The Handley Page Halifax formed a significant part of the RAF’s strategic Bomber Command during the Second World War. Conceived in the 1930s as what the British Air Ministry described as a ‘worldwide use’ bomber, it was the second in a family of four-engine heavy bomber aircraft to be produced. Although somewhat overshadowed by the famous Lancaster bomber, the Halifax demonstrated a more versatile use during the Second World War and continued to play an important role in post-war civilian operations.
The origins of the Halifax can be traced back to a British Air Ministry specification issued between 1936 to 1937 to produce a heavy, long-range bomber for the Royal Air Force (RAF) that could carry a significant payload.
Read More: AW 660 Argosy – Twin-Boom Transport
The specification called for the new bomber to have what Air Command described as world-use capabilities.

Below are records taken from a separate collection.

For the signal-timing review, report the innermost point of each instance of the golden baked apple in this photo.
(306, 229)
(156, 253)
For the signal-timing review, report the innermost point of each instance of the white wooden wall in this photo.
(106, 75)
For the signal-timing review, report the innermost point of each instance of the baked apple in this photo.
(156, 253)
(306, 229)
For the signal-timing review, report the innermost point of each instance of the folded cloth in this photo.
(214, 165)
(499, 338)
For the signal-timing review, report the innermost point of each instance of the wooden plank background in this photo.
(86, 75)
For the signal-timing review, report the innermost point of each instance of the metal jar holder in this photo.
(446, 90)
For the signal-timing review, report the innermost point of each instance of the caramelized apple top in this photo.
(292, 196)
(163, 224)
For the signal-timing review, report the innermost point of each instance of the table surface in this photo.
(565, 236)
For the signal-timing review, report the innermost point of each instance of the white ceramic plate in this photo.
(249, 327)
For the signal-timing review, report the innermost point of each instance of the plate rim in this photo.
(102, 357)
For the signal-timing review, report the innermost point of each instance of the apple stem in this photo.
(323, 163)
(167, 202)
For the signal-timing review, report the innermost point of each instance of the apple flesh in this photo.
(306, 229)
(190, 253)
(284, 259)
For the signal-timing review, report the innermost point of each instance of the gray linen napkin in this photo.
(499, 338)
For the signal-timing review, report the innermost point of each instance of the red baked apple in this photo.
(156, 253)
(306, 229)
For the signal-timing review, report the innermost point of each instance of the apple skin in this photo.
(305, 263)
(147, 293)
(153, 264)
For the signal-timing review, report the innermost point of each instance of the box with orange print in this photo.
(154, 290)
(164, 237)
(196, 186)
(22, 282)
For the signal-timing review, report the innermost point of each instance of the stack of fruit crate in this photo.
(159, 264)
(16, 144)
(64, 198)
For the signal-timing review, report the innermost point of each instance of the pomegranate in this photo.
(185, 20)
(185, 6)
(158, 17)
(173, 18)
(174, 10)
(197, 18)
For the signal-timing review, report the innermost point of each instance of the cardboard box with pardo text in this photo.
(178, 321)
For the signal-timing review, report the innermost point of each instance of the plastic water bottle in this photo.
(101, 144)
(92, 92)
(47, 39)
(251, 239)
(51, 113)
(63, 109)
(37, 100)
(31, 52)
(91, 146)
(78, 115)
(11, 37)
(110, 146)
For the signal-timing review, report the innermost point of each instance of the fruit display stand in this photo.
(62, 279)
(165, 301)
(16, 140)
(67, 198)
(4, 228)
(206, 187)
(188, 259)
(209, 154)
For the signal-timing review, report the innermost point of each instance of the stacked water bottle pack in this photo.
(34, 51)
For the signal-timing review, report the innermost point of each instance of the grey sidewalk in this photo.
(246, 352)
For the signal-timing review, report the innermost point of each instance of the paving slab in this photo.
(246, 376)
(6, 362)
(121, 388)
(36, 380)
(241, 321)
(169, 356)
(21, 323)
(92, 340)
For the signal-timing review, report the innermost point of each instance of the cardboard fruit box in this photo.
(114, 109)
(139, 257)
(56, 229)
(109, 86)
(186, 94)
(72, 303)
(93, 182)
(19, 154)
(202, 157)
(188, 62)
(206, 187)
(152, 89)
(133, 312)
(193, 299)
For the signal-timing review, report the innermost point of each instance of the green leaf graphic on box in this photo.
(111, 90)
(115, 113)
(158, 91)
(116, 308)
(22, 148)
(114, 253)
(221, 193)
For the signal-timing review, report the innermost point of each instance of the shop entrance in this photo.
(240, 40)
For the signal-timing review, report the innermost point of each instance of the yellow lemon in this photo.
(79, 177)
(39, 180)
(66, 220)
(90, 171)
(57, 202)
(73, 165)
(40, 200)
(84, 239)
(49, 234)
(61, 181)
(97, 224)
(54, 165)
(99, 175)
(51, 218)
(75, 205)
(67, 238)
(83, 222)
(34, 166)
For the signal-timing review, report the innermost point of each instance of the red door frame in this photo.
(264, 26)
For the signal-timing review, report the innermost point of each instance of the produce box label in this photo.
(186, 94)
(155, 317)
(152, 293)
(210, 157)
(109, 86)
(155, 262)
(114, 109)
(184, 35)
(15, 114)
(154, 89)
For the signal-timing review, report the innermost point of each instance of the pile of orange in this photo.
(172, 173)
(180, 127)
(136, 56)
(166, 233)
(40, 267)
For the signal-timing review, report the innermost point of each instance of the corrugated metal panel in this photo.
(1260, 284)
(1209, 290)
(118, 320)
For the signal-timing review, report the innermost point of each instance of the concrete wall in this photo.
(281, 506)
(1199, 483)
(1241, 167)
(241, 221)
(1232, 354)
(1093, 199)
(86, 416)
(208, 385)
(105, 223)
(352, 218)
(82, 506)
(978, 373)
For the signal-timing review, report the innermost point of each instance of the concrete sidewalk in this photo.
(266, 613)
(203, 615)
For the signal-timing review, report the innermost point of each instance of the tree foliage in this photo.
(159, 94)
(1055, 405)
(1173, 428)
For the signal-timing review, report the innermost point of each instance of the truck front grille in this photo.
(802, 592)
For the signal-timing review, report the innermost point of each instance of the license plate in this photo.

It would also have a cruising speed of at least 275 miles per hour, be able to reach a height of fifteen thousand feet and would be fitted with the Rolls-Royce Vulture engine under development at the time.
Aircraft designers wanted to meet the standards of the Air Ministry’s specifications but were aware that previous two-engine bomber designs had caused performance and power issues, especially when the planes had tried to carry heavy bomb payloads.
British aviation companies had investigated the idea of creating more powerful engines with increased horsepower, but these were still underdeveloped or unavailable for commercial production in the late 1930s.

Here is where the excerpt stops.